Answer
The solution set is{$\frac{3-\sqrt 17}{4} ,\frac{3+\sqrt 17}{4}$}.
Work Step by Step
$2x^2-3x=1$
$x^2-\frac{3}{2}x=\frac{1}{2}$ Divide each term by 2.
$x^2-\frac{3}{2}x+\frac{9}{16}=\frac{1}{2}+\frac{9}{16}$. Add $(\frac{3}{2}\cdot\frac{1}{2})^2=\frac{9}{16}$ to both sides to complete the square.

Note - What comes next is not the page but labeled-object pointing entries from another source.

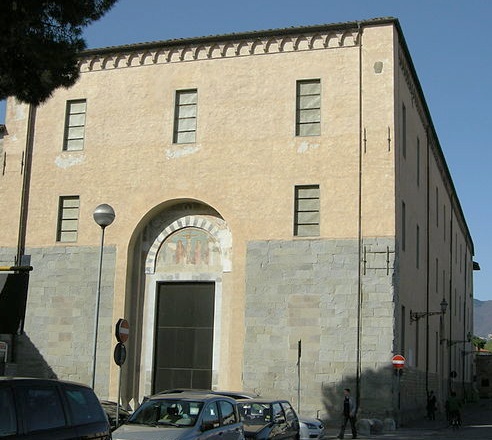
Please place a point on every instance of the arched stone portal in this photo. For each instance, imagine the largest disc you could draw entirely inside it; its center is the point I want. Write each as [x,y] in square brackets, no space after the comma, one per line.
[186,257]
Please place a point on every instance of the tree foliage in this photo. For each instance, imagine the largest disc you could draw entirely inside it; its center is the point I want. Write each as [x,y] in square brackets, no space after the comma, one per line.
[39,44]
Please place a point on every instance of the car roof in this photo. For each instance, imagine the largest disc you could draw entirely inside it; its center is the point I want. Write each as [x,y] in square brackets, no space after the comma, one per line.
[37,380]
[195,395]
[232,394]
[262,400]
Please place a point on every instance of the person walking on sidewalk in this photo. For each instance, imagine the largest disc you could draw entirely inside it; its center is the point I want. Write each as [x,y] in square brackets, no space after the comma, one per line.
[349,409]
[431,406]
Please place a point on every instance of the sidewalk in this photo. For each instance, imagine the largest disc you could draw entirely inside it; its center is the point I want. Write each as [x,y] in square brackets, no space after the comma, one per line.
[477,425]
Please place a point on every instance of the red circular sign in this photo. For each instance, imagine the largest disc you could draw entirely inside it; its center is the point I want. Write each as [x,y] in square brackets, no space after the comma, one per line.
[122,330]
[398,361]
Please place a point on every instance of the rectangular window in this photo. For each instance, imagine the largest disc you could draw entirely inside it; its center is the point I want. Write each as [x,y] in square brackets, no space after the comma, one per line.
[444,221]
[185,115]
[8,417]
[437,207]
[403,225]
[437,275]
[306,221]
[74,125]
[308,108]
[404,130]
[68,219]
[403,333]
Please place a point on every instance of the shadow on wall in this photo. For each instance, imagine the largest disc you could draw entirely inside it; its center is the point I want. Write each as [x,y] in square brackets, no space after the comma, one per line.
[28,360]
[376,399]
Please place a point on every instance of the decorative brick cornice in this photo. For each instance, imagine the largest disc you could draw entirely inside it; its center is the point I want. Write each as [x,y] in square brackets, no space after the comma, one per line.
[211,48]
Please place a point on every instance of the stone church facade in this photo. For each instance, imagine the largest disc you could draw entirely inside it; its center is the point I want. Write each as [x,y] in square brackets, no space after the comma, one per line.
[285,221]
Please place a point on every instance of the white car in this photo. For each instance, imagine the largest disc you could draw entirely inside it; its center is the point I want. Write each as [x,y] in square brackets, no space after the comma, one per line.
[310,428]
[183,416]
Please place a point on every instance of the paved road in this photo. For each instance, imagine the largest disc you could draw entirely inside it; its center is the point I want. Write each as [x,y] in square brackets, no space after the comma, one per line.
[477,425]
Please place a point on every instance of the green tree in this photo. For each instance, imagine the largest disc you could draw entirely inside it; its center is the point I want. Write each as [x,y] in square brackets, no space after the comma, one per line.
[39,44]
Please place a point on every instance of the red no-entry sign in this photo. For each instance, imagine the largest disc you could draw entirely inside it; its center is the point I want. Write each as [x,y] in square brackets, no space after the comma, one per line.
[122,330]
[398,361]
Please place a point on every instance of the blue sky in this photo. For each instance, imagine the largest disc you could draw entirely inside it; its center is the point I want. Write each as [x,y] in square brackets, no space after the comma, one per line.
[449,41]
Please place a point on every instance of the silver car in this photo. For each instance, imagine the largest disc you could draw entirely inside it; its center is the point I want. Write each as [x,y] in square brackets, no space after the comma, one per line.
[183,416]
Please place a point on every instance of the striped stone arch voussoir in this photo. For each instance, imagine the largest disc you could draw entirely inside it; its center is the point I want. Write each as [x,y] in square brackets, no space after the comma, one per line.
[216,228]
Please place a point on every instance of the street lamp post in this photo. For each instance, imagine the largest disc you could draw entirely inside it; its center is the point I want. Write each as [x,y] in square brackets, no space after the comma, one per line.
[103,215]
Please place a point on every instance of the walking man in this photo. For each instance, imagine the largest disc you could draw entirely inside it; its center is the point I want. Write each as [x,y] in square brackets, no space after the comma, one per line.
[348,414]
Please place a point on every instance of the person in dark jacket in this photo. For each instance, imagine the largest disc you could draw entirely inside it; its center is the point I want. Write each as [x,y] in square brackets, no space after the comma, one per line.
[431,406]
[349,409]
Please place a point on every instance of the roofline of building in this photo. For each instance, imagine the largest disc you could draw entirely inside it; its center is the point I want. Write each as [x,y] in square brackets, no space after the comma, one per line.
[236,36]
[299,30]
[433,131]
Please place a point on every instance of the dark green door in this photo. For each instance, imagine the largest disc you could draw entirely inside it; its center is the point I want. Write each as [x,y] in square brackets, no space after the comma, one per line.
[184,336]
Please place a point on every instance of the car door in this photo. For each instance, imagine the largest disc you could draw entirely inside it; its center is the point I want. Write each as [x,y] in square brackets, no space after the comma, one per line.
[280,429]
[42,413]
[292,421]
[229,419]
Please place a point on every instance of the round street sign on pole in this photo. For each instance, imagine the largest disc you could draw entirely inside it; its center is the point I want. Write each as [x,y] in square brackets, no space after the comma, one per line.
[122,330]
[119,354]
[398,361]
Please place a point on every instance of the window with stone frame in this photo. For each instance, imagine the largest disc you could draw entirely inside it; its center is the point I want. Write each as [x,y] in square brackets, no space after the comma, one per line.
[306,211]
[75,125]
[68,219]
[185,117]
[308,108]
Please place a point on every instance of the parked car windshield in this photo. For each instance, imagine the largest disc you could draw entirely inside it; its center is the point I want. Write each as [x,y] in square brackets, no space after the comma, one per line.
[164,412]
[255,413]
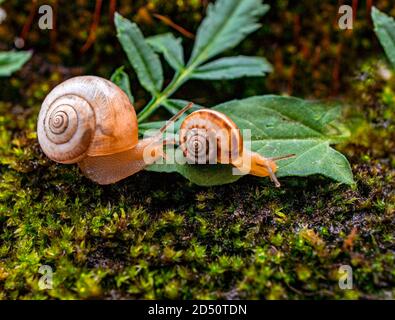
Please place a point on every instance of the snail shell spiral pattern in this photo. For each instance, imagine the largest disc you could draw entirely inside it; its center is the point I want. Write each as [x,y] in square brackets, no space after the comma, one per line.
[208,136]
[86,117]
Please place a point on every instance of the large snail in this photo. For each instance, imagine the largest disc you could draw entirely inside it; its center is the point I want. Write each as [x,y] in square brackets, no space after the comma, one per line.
[90,121]
[209,136]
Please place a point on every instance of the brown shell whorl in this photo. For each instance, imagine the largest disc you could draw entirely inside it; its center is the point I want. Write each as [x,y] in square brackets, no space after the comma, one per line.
[86,116]
[208,136]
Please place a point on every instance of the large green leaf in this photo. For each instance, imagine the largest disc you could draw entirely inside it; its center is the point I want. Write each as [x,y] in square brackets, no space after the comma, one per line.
[170,47]
[384,26]
[279,126]
[226,24]
[12,61]
[121,79]
[233,67]
[143,59]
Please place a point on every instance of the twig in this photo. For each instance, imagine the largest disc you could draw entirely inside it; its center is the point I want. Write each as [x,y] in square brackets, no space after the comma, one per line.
[92,33]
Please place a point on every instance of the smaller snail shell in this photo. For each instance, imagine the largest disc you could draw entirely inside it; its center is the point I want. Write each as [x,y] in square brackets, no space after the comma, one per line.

$(x-\frac{3}{4})^2=\frac{17}{16}$
$x-\frac{3}{4}=\pm\sqrt \frac{17}{16}$ Use the square root property and solve.
$x=\frac{3}{4}\pm\sqrt \frac{17}{16}$
$x=\frac{3}{4}\pm\frac{\sqrt 17}{4}$
$x=\frac{3}{4}+\frac{\sqrt 17}{4}$, $x=\frac{3}{4}-\frac{\sqrt 17}{4}$
$x=\frac{3+\sqrt 17}{4}$, $x=\frac{3-\sqrt 17}{4}$,
The solution set is {$\frac{3-\sqrt 17}{4} ,\frac{3+\sqrt 17}{4}$}.